– Таких, как ты, не много в этом мире, – сказала она, и, хотя он теперь был выжат как лимон, обессиленный и полусонный, он почувствовал в ее голосе безропотность.

Потом она, казалось, подняла голову и посмотрела на его член, который, хотя уже давно опорожнил себя на простыни, все еще оставался крепким. Она охнула:

– У тебя еще стоит? Анвуо ну му о![21]

Он попытался ответить, но только пробормотал что-то невнятное.

– Я вижу, ты так быстро засыпаешь, – сказала она.

Он кивнул, смущенный своей внезапной сонливостью.

– Я ухожу, так что можешь спать.

Она взяла бюстгальтер, начала надевать его, почтенные матери никогда бы не воспользовались такой вещью, потому что они либо закрывали груди материей, завязывая ее сзади, либо оставляли их обнаженными, а иногда просто наносили на них ули[22].

– Хорошо, но, пожалуйста, приходи завтра, – сказал он.

Она повернулась к нему:

– Зачем? Ты даже не знаешь и не спрашиваешь, есть ли у меня бойфренд.

Эта мысль разбудила его разум, но веки оставались тяжелыми. Он пробормотал неразборчиво слова, которых она не могла расслышать, но я их услышал – это было ошеломительное заявление:

– Если ты пришла, приходи снова.

– Видишь, ты говорить даже не можешь. Я ухожу. Но скажи хотя бы, как тебя зовут?

– Чинонсо, – ответил он.

– Чи-нон-со. Хорошее имя. Меня зовут Моту. Слышишь? – Она хлопнула в ладоши. – Я твоя новая девушка. Я вернусь завтра приблизительно в это же время. Спокойной ночи.

Он в своем полупробуждении услышал звук закрывающейся двери, когда она вышла из дома и унесла с собой свой отчетливый запах, частичка которого осталась на его руках и в его голове.


Агбатта-Алумалу, отцы в старину говорили, что без света человек не может отбрасывать тень. Эта женщина пришла как чужой, неожиданный свет, и от него повсюду повыпрыгивали тени. Он влюбился в нее. По прошествии времени стало казаться, что она одним взмахом руки заставила замолчать его скорбь – эту бешеную собаку, которая лаяла без конца в ранней ночи его жизни. Их связь была настолько сильна, что он исцелился. Даже мои с ним отношения улучшились, потому что человек может по-настоящему общаться со своим чи, только когда он в мире с самим собой. Когда я говорил, он слышал мой голос, и в его воле стали мелькать тени моей. Если бы он жил во времена старых отцов, то они сказали бы о его состоянии, что он укрепился, и я, его чи, тоже укрепился, поскольку совершенно верно, что оние кве, чи йа е кве[23].

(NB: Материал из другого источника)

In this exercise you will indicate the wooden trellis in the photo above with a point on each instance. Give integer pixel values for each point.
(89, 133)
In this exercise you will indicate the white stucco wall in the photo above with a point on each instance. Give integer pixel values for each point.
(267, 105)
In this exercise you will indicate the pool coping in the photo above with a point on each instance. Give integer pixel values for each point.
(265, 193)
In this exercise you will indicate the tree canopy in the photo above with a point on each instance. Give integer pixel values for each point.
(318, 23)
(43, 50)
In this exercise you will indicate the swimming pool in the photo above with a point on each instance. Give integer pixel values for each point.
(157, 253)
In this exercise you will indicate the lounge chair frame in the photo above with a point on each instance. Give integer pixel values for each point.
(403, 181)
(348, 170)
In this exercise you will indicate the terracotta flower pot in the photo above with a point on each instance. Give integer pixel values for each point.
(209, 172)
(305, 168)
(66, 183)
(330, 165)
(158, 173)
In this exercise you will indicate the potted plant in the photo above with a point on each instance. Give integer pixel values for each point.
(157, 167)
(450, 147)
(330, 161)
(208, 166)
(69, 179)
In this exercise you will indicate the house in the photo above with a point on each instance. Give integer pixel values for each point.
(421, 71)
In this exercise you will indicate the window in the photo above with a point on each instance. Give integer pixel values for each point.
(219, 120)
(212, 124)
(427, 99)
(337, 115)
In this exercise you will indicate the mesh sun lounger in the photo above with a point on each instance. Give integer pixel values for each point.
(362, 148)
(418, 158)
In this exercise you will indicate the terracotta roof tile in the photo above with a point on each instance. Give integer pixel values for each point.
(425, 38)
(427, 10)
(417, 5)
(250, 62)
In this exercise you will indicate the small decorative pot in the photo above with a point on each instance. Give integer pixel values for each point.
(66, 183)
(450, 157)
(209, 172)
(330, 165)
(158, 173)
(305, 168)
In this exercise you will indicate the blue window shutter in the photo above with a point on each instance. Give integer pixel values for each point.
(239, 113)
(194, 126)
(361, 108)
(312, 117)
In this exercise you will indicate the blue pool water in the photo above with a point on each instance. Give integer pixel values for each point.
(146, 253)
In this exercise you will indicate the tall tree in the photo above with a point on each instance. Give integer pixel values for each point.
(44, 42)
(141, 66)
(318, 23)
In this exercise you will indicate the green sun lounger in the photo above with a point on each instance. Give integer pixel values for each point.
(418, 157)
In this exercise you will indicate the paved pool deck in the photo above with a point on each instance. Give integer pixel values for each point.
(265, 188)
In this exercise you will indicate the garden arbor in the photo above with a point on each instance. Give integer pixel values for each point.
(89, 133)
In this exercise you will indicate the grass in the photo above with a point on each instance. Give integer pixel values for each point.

Ни один человек, переживший такие мгновения, никогда не захочет, чтобы они закончились. Но, как это ни печально, ин ува[24] дела идут не всегда в соответствии с ожиданиями человека. Я видел это много раз. И потому я ничуть не удивился тому, что в тот день, когда все это закончилось, он проснулся с мыслями об этой женщине, с которой предавался наслаждениям четыре рыночные недели (три недели по календарю Белого Человека). То утро казалось ему таким же обыденным, как и все остальные на протяжении этих недель, потому что человек не обладает способностью предвидения. Я пришел к убеждению, что это самая большая слабость человека. Если бы он видел, что его ждет впереди, так же ясно, как я, или если бы он только мог видеть спрятанное так же, как то, что открыто, если бы только он мог слышать то, что не сказано, как то, что сказано, это спасло бы его от многих потрясений. И вообще, что бы тогда могло его уничтожить?

Мой хозяин провел эту субботу в ожидании любовницы. Он не знал, что никто не пройдет в тот день по тропинке между двумя грядками, которые тянулись почти два километра до самой дороги. Он с раннего утра сидел на крыльце, глядя на дорожку, а когда день стал клониться к закату, из пропасти выпрыгнули вопросы, которыми он никогда не задавался, и устроили ему суд. Он так и не спросил адреса Моту. Он не знал, где она живет. Когда спросил как-то раз, предлагая подвезти ее домой, она сказала, что ее «тетушка» жестоко накажет ее, если узнает, что Моту обзавелась бойфрендом. Дальше этого его знания не простирались – она была девушкой из деревни в Оболло-Афор, служила в городе у своей «тетушки», знакомой, не связанной с нею кровью. Телефона у нее не было. Больше он ничего не знал.